Spring, summer. Creeping foxtail can be continually or rotationally grazed but responds best to rotational grazing. Intense, small paddock grazing may be needed to force grazing. Creeping foxtail begins growth very early in the season. Hay creeping foxtail early, before flowering for the best yield and quality. Over maturity decreasing palatability is a big limitation of creeping foxtail. 

Recovery After Use

Requires a minimum 45-60 days of recovery after use. Creeping foxtail regrows quickly after use when moisture is available. May be grazed after haying.

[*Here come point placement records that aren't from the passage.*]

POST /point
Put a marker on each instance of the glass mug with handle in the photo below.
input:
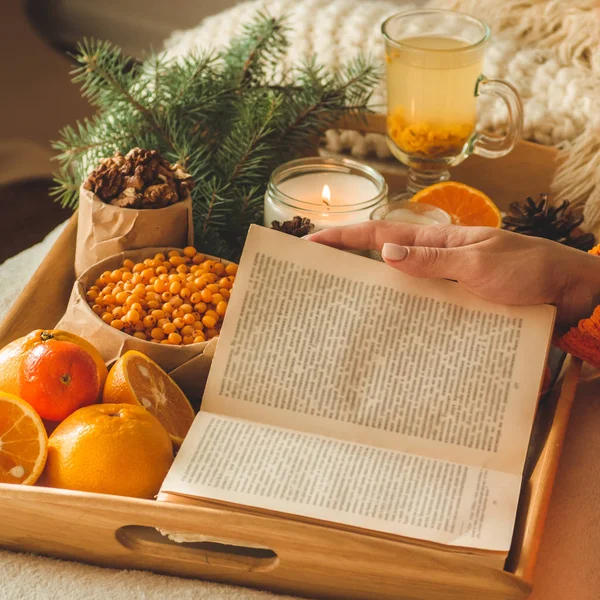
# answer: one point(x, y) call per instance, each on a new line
point(434, 76)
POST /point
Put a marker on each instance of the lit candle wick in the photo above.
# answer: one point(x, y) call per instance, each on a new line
point(326, 195)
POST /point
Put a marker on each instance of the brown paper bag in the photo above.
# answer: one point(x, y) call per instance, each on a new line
point(188, 365)
point(104, 230)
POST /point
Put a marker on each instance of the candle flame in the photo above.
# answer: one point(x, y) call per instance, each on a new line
point(326, 195)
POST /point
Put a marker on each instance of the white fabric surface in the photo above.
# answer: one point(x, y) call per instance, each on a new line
point(548, 49)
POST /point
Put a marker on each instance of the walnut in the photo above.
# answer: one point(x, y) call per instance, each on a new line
point(158, 196)
point(128, 198)
point(140, 179)
point(106, 181)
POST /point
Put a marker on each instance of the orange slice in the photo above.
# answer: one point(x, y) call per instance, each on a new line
point(23, 441)
point(137, 379)
point(466, 205)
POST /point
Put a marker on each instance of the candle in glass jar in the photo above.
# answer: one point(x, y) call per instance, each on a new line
point(330, 192)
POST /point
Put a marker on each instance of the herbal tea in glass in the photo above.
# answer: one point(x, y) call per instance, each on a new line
point(434, 64)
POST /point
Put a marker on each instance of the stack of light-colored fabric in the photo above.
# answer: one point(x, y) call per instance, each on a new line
point(548, 49)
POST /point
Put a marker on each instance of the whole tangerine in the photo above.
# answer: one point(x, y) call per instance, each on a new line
point(56, 372)
point(110, 449)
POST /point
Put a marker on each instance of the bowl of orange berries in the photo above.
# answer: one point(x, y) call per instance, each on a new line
point(168, 303)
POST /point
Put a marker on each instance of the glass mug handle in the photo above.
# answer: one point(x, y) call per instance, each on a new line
point(495, 147)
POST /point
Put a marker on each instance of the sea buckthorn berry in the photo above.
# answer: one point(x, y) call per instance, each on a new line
point(211, 313)
point(177, 260)
point(209, 322)
point(149, 321)
point(147, 274)
point(174, 338)
point(133, 316)
point(169, 328)
point(158, 334)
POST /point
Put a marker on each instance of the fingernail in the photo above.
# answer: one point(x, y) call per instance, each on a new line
point(394, 252)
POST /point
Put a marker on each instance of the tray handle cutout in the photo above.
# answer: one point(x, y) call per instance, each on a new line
point(149, 541)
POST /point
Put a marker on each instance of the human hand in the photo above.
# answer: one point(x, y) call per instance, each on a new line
point(496, 265)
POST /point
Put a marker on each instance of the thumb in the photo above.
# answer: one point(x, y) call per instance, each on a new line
point(423, 261)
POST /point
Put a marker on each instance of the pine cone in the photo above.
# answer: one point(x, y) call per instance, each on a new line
point(298, 226)
point(540, 219)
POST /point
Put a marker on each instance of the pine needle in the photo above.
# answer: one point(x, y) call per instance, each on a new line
point(228, 118)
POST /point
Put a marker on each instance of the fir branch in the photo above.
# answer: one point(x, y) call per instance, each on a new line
point(258, 50)
point(229, 119)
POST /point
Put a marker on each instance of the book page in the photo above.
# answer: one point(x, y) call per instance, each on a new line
point(314, 476)
point(327, 342)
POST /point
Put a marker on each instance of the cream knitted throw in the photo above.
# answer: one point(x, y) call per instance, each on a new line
point(549, 49)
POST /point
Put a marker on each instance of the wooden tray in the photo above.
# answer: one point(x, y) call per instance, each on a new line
point(302, 558)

Palatability/Nutritional Value

Creeping foxtail has an average total digestible nutrient (TDN) level of 65% and crude protein level of 14-15% in the vegetative state. Creeping foxtail is most palatable for grazing or haying prior to heading. Livestock avoid grazing maturing plants.

Annual Precipitation min/max (mm)

460 mm / 1780mm

Drought Tolerance

Poor tolerance. Requires moist soils.

Flooding Tolerance

Withstands 2-5 weeks of spring flooding. Can withstand wet or waterlogged soils year round.

Winter Hardiness

Good hardiness.

Soil Texture Preference

Creeping foxtail is adapted to loamy to clay soils that remain moist or wet throughout the growing season. It is also found on peat and muskeg soils.

Erosion Control

High erosion control ability. Creeping foxtail is effective for erosion control in high moisture areas such as streams and canals due to spreading rhizomes. It can invade waterways.

Salinity Tolerance

Moderate tolerance. Creeping foxtail has the ability to displace foxtail barley growing in wet saline areas.

Acidity Tolerance

Moderate tolerance. Creeping foxtail tolerates soil pH to 5.5.

Alkalinity Tolerance

Moderate tolerance.

Seeds per kg

1,733,000 seeds/kg (786,000 seeds/lb)

Suggested Mixtures

Creeping foxtail matures early on moist sites, thus limiting mixture possibilities. It is often seeded as a monoculture. Alsike clover may prove successful in a mix. Legumes, generally, may add quality to the stand.

Ease of Establishment

Creeping foxtail seeds are small, fluffy, and tolerant of flooding. Purchasing coated seed makes seed metering and distribution more consistent. Creeping foxtail not only has poorer seedling vigor which can make it difficult to seed in a wetter area, but seedlings need enough time between seeding and fall to become well rooted and winter hardy.


Creeping foxtail is very competitive once established due to strong rhizomes. Creeping foxtail may displace native wetland vegetation including reed canary grass.

Management Considerations

Creeping foxtail seed will move along riparian areas and waterways, spreading it downstream. Management in wet areas can be difficult due to waterlogged or moist soils. Harvesting when soils are saturated may result in soil compaction. Grazing or haying creeping foxtail at the right growth stage is important due to its poor palatability after heading. It should be noted that while the USDA Plants Database praises creeping foxtail for palatability season long, within western Canada, palatability has proven to be limited unless stands are kept vegetative.

Saskatchewan Dryland Forage Species Adaptation Tool, USDA Plants Database, Manitoba Forage Adaptation and Comparison Guide, Alberta Forage Manual

Creeping foxtail is adapted only to moist or subirrigated areas in the Sub-Boreal Spruce, Sub-Boreal Pine-Spruce, Interior Douglas-fir and Interior Cedar-Hemlock zones.

Creeping foxtail is adapted only to moist or subirrigated areas in the Interior Douglas-fir and Interior Cedar-Hemlock zones.